Guardians Without Uniforms
What sets Menar apart is not just the species count, but the people. Menar’s residents have become the wetland’s most vigilant stewards. Once dependent on these waters for cattle and crops, the villagers now speak of the birds as kin.
“When we look at birds here, we don’t just see creatures of the wild. We see neighbors,” says Shankar Lal Menariya, a former sarpanch.
There’s no formal patrolling, no NGO-funded eco-tourism projects, no walls. Just a shared ethic: no hunting, no fishing, no pollution. Violating this unwritten pact brings not just legal trouble but also social backlash, a powerful deterrent in close-knit rural India.
Culture Meets Conservation
Walk through Menar, and you’ll find birds etched into temple walls, painted on homes, and fluttering through school curriculums. Bird names roll off the tongues of children, farmers, and shopkeepers alike.
Evening tea often comes with a casual checklist of recent sightings, storks, spoonbills, or perhaps a rare falcon. Local teacher Darshan Menariya maintains an informal but widely referenced bird record that’s now consulted by professional researchers.
When Progress Threatens Peace
However, all is not tranquil. A recent proposal to build a 765 KV sub-grid power station near the Kheroda wetlands, part of the same ecosystem, has sparked protests. Villagers fear this could disrupt migratory patterns and undo years of silent labor.
“This isn’t resistance to development. It’s resistance to destruction,” says Darshan. “Development must include the birds too.”
A Model for the Nation
In a country where wetlands vanish under concrete, and bird habitats are sacrificed for highways, Menar offers a different vision. Here, conservation isn’t outsourced to policy or privilege. It’s embedded in daily life.

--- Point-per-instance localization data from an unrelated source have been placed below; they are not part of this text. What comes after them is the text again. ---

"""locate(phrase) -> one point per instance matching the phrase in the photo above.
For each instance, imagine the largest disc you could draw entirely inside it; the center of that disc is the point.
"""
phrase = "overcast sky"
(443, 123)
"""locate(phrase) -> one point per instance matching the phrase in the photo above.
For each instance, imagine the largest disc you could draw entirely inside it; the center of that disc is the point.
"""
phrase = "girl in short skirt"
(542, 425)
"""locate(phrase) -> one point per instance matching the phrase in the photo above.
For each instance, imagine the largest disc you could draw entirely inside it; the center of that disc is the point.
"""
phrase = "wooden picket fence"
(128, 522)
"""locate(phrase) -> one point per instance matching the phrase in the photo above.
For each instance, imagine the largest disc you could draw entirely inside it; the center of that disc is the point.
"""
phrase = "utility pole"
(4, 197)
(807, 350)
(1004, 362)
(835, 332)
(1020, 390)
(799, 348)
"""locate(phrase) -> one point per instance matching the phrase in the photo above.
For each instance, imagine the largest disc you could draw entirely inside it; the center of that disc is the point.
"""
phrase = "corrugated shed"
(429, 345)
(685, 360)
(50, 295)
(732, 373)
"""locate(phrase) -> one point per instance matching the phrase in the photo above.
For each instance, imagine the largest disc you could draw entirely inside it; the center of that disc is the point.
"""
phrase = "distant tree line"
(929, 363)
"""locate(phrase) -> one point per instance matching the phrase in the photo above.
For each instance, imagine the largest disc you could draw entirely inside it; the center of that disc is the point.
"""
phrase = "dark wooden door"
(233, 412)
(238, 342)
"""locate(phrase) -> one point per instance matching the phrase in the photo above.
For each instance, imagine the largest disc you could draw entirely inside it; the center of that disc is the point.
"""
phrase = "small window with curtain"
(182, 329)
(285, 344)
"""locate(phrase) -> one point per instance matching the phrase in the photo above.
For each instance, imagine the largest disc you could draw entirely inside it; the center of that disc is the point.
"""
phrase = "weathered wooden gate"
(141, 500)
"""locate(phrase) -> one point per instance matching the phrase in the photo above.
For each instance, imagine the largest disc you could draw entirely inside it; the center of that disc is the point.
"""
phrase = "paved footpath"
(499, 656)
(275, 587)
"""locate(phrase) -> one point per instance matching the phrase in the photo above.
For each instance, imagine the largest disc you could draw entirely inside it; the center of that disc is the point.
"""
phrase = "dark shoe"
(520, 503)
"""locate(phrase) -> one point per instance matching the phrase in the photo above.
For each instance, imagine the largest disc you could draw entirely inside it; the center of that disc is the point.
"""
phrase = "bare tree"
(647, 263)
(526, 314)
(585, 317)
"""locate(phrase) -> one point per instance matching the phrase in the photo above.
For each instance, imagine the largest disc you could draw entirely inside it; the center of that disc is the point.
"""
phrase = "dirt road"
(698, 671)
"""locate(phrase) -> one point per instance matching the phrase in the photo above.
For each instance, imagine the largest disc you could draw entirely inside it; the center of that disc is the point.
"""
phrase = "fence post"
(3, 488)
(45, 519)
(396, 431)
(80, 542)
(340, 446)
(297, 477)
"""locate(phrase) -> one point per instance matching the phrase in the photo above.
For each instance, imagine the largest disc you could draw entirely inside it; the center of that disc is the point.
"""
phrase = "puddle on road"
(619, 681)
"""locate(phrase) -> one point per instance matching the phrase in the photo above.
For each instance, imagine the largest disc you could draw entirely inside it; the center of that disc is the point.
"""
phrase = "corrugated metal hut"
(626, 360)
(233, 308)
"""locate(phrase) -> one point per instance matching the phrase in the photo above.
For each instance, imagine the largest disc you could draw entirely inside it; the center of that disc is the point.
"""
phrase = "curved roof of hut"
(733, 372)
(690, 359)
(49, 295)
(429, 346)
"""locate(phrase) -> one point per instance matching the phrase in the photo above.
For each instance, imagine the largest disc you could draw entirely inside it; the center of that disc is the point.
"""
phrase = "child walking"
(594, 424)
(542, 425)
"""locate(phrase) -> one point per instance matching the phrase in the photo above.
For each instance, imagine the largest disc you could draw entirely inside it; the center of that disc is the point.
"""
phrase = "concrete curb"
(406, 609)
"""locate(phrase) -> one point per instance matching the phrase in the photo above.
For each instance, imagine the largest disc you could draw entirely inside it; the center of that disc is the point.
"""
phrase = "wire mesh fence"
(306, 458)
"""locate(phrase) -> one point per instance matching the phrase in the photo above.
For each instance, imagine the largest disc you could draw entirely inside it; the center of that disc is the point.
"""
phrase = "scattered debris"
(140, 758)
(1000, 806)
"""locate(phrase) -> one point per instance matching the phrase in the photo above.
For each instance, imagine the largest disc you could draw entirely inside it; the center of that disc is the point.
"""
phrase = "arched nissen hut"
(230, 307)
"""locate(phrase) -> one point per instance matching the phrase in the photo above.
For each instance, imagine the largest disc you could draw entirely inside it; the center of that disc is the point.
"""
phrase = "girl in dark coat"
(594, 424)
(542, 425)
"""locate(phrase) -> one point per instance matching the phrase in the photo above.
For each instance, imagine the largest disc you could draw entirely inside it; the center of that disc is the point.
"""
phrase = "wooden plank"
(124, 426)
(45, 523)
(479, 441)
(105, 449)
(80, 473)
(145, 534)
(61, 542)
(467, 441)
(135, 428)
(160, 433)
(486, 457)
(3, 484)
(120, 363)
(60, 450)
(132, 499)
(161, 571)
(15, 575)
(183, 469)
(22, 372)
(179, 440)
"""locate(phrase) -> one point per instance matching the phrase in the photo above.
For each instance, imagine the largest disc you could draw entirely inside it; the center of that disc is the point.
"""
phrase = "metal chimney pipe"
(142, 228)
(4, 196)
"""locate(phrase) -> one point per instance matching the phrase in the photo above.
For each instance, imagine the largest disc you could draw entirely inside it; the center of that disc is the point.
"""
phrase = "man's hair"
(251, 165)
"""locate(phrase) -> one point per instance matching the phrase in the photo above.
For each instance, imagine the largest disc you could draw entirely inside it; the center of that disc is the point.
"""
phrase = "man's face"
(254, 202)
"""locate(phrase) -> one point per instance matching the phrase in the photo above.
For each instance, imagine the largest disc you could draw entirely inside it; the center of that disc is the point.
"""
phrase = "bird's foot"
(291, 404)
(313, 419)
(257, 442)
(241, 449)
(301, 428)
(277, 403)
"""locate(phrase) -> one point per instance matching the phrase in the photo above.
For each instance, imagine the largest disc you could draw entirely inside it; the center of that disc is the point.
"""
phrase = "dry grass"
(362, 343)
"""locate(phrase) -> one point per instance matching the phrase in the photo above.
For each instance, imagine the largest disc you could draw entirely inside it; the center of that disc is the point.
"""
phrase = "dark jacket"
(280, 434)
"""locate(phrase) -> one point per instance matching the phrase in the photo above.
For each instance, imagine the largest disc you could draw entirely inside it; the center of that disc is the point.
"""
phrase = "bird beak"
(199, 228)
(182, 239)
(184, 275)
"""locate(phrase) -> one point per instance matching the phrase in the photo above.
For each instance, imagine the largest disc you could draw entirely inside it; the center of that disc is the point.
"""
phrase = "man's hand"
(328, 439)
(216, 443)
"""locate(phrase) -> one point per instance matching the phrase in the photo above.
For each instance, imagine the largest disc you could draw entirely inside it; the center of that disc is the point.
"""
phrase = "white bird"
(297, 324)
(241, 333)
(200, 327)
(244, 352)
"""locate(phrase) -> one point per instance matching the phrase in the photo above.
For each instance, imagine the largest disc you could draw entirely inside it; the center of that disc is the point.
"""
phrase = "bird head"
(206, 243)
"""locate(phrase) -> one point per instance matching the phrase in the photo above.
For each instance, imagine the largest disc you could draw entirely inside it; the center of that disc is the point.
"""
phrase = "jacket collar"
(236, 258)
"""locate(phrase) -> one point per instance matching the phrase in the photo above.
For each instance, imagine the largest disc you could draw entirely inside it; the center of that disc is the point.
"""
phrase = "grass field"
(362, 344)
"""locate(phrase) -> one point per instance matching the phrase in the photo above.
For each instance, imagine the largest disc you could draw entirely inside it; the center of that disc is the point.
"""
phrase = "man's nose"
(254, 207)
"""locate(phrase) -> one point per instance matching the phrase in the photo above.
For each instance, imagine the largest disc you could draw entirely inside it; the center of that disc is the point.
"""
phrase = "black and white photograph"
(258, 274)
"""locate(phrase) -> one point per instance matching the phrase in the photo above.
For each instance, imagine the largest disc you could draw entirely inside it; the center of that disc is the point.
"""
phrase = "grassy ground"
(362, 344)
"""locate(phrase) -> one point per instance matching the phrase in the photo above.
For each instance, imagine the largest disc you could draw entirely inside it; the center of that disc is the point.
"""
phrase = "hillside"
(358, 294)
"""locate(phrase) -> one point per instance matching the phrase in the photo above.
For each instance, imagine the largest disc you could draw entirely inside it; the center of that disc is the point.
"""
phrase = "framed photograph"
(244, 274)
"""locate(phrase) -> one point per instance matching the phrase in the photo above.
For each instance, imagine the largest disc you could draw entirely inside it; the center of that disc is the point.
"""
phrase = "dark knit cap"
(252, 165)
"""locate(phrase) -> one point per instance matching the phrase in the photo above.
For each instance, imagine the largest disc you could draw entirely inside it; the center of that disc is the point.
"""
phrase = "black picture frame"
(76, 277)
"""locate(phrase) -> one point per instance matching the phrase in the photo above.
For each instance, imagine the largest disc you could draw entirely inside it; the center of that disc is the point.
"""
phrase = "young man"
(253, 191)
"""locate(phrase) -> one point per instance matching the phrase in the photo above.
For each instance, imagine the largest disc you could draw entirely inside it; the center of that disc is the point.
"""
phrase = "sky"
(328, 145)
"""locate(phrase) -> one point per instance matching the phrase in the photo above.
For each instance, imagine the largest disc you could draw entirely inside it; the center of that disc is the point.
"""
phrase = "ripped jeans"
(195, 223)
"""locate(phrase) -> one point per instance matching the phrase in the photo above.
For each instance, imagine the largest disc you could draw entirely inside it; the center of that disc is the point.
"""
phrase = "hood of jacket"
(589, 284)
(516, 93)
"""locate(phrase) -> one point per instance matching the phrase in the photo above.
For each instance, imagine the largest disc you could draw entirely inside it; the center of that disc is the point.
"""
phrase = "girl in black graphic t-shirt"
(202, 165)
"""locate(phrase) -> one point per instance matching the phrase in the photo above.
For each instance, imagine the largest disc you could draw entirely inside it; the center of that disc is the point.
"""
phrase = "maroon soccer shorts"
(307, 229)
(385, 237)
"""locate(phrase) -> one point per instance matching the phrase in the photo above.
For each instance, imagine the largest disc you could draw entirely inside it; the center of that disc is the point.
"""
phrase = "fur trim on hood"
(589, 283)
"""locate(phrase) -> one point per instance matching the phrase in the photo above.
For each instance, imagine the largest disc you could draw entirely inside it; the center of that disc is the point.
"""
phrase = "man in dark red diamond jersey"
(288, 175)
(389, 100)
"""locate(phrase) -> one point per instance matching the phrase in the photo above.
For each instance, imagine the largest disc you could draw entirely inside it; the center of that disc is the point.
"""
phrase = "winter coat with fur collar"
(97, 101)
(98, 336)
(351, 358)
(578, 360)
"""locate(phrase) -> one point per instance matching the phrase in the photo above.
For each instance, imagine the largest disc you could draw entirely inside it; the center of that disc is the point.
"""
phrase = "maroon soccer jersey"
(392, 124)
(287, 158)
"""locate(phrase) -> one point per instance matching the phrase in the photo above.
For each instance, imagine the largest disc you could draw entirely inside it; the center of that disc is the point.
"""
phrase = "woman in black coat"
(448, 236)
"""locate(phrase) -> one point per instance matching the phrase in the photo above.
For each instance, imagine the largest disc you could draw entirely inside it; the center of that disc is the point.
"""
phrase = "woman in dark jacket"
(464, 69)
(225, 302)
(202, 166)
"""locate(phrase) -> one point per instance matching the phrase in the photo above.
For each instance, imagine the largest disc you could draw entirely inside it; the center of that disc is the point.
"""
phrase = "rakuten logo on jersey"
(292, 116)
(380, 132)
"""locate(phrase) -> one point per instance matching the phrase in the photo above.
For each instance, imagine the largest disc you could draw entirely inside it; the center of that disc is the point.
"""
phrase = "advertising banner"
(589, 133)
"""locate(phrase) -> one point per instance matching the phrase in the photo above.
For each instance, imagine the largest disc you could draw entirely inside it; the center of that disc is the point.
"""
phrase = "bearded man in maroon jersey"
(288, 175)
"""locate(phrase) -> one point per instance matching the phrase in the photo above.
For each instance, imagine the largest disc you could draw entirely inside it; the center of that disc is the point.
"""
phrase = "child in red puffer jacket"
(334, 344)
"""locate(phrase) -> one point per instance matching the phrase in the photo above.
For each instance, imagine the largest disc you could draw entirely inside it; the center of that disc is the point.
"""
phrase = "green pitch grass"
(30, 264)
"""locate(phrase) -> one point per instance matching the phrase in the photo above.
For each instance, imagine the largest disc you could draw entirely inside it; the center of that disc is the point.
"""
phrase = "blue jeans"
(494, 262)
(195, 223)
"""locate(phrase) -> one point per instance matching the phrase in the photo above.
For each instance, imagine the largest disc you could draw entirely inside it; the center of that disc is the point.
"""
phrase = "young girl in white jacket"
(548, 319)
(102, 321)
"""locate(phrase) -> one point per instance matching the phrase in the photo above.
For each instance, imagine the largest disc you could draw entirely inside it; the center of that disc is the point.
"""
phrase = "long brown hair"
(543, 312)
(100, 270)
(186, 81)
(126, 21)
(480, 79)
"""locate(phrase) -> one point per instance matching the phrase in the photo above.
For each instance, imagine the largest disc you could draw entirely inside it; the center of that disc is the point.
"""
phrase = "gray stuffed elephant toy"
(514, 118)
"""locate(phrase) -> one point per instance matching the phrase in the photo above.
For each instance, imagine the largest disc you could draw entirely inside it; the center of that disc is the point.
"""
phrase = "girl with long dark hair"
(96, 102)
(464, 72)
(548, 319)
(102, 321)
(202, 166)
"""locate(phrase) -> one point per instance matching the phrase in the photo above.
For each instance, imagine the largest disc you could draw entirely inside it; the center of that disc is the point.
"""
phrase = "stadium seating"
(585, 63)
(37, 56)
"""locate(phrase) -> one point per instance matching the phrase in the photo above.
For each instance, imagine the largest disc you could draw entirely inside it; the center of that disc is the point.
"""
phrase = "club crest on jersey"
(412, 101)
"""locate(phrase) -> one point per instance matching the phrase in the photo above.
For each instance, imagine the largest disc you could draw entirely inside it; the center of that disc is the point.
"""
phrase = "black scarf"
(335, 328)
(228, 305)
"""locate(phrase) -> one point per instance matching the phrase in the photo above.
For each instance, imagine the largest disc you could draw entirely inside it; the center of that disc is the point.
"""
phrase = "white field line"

The success of Menar challenges the idea that only large-scale funding, bureaucratic interventions, or fenced-off sanctuaries can protect nature. Sometimes, all it takes is awareness, restraint, and a refusal to treat nature as expendable.
Wings of Hope
As mustard fields bloom and silhouettes glide across the evening sun, Menar whispers a powerful truth: the survival of India’s biodiversity may lie less in policy documents and more in rural courtyards, where respect is still stronger than regulation.
In Menar, birds don’t just pass through. They return again and again to a promise kept by a people who understand that harmony isn’t a slogan; it’s a way of life.
And here, under the vast Rajasthani sky, wings still rise, not in fear, but in peace.